Most people do not create things. At least, they don’t create anything that many other people will ever know about. You can cook for your family for twenty years, nobody outside the ungrateful brats will ever know. You can save your multinational corporation a billion pounds and they definitely won’t tell the world. But if you do something that goes out to people, if you do create something or write something or produce something, you will be hated.
You’ll also hopefully be liked or even loved but the guaranteed one is hated.
In a study published in the Journal of Personality and Social Psychology, researchers examined predispositions towards topics that subjects knew nothing about.
Some critics are harsh by nature, not because of what they see in the creation they are criticizing.

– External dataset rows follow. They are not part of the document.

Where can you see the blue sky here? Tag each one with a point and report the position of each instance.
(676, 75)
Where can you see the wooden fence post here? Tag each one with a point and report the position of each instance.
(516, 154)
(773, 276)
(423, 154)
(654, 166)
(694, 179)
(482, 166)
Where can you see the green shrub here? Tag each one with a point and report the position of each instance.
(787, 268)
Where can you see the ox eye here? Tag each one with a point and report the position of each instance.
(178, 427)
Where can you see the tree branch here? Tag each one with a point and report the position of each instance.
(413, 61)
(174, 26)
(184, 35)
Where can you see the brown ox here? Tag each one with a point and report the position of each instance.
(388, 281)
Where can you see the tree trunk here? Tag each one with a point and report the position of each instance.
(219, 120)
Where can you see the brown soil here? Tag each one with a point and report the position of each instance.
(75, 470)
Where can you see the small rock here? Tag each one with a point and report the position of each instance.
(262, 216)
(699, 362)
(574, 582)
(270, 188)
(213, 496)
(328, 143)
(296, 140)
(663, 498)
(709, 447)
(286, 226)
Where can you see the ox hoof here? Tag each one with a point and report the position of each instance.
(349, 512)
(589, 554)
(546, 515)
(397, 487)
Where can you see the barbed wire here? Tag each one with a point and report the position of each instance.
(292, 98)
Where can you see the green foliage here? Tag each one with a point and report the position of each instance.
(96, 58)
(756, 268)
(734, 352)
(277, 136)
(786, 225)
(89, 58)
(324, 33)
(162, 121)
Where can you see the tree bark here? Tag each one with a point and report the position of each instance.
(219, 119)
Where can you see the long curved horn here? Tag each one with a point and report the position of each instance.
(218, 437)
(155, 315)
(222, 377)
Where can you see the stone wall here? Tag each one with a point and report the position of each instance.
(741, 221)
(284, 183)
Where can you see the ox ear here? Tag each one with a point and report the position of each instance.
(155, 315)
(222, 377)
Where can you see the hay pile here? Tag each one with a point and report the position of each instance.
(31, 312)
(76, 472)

They found a reliable trend in the responses of certain participants. Despite being asked about a myriad of unconnected topics—and asked again about new topics at a later date, to confirm they weren’t just in a bad mood—they found two abnormal groups who they classified as “likers” and “haters.” The “likers” tended to rate most things positively with zero external information, and the haters… well, you know where this is going.
Born Hatin’ – Why Some People Dislike Everything, Gregory Ciotti, 99U
I’d like Ciotti to use the word ‘myriad’ correctly but we are many years into that process by which the misuse of a word becomes the correct use just because nobody can be bothered to stop it. Nonetheless, the rest of the piece is particularly interesting about how all this applies to what we write online – and why we get some hatred back.